Laurel Bank, a 37-bed home on Holdsworth Road, Holmfield, has been placed in special measures by the Care Quality Commission (CQC).
The watchdog criticised staff training, the storage of medicines and record keeping after an inspection on July 6.
The CQC’s report said residents and families praised the home during the inspection.
One person said: “The staff are fine. Absolutely perfect.”
Another told the inspectors: “Nothing is too much trouble for them, they are special. It’s a wonderful, wonderful place.”

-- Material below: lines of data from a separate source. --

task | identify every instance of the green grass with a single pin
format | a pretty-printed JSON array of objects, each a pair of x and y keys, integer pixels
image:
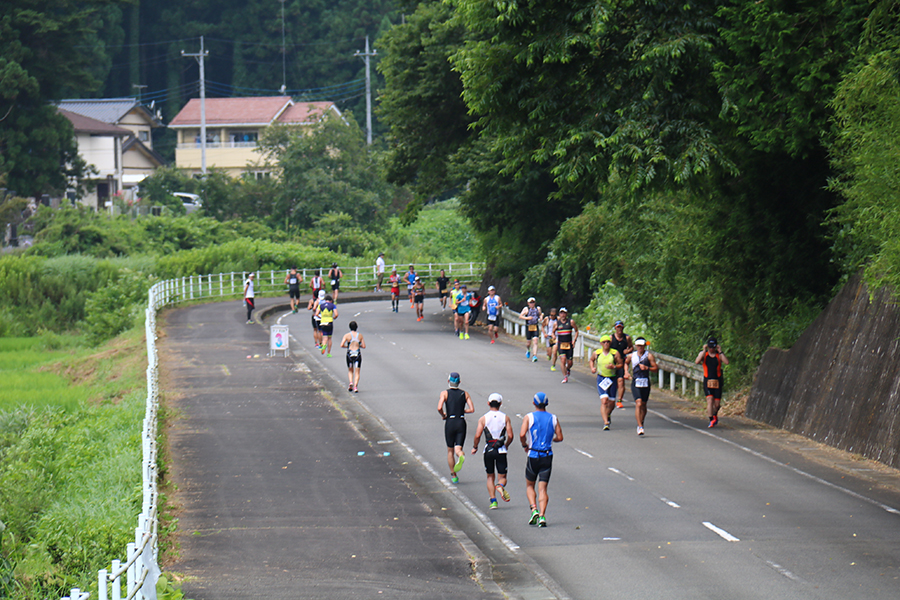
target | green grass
[{"x": 24, "y": 383}]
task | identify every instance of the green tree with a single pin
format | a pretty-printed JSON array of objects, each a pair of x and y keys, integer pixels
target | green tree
[
  {"x": 45, "y": 52},
  {"x": 326, "y": 168}
]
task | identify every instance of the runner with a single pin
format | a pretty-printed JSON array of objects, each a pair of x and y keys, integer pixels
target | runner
[
  {"x": 453, "y": 405},
  {"x": 621, "y": 342},
  {"x": 549, "y": 326},
  {"x": 327, "y": 312},
  {"x": 379, "y": 272},
  {"x": 713, "y": 359},
  {"x": 640, "y": 366},
  {"x": 419, "y": 298},
  {"x": 462, "y": 311},
  {"x": 608, "y": 360},
  {"x": 293, "y": 281},
  {"x": 532, "y": 315},
  {"x": 316, "y": 284},
  {"x": 410, "y": 282},
  {"x": 497, "y": 430},
  {"x": 454, "y": 318},
  {"x": 335, "y": 275},
  {"x": 354, "y": 343},
  {"x": 443, "y": 292},
  {"x": 539, "y": 430},
  {"x": 566, "y": 335},
  {"x": 395, "y": 291},
  {"x": 249, "y": 297},
  {"x": 492, "y": 307},
  {"x": 316, "y": 319}
]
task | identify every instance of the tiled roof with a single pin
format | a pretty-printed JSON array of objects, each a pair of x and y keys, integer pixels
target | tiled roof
[
  {"x": 232, "y": 111},
  {"x": 84, "y": 124},
  {"x": 107, "y": 110},
  {"x": 306, "y": 112}
]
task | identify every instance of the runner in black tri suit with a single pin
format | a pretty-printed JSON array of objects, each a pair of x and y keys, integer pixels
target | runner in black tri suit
[
  {"x": 621, "y": 343},
  {"x": 453, "y": 405}
]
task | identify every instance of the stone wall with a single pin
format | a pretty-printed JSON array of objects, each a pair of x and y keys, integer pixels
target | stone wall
[{"x": 840, "y": 383}]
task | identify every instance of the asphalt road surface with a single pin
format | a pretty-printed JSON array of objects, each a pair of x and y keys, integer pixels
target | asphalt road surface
[{"x": 682, "y": 512}]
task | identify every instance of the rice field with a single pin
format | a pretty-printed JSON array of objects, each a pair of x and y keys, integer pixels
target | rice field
[{"x": 23, "y": 383}]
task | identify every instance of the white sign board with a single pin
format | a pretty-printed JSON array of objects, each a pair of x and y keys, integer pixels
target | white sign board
[{"x": 279, "y": 340}]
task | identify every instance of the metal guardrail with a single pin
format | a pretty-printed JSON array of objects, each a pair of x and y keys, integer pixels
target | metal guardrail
[
  {"x": 586, "y": 343},
  {"x": 141, "y": 566}
]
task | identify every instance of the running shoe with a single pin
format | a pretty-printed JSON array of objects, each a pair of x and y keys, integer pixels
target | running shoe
[
  {"x": 459, "y": 462},
  {"x": 503, "y": 493}
]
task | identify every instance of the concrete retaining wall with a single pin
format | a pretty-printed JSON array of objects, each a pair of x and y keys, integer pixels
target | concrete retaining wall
[{"x": 840, "y": 383}]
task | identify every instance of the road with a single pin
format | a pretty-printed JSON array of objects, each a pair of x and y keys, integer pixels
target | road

The report said: “However this was not universally so.
“We identified some instances where people’s privacy and dignity was not always upheld.”
Inspectors said drugs were not being properly accounted for at the home and some were stored in a de-frosting fridge with water dripping onto boxed medicines.
Their report said: “This meant we were not satisfied that medicines were safely stored in the medicines fridge or at the correct temperature and an accurate record of the temperature was not being recorded.”
The report said there were enough staff to care for residents at the home, but some care workers did not have up to date safety training.
It said: “Training had been provided in an inconsistent manner, with a number of staff not receiving training in key subjects.
“Some staff had not received timely supervision or appraisal.”
Laurel Bank had also failed to report a serious injury which happened in March to the CQC, the report said.
The home was rated inadequate overall, and for being safe and well-led.
It was rated as “requires improvement” for being effective, caring and responsive.
The CQC report said care homes in special measures would be re-inspected within six months.
It said: “The expectation is that providers found to have been providing inadequate care should have made significant improvements within this timeframe.”
Laurel Bank declined to comment when contacted by the Courier.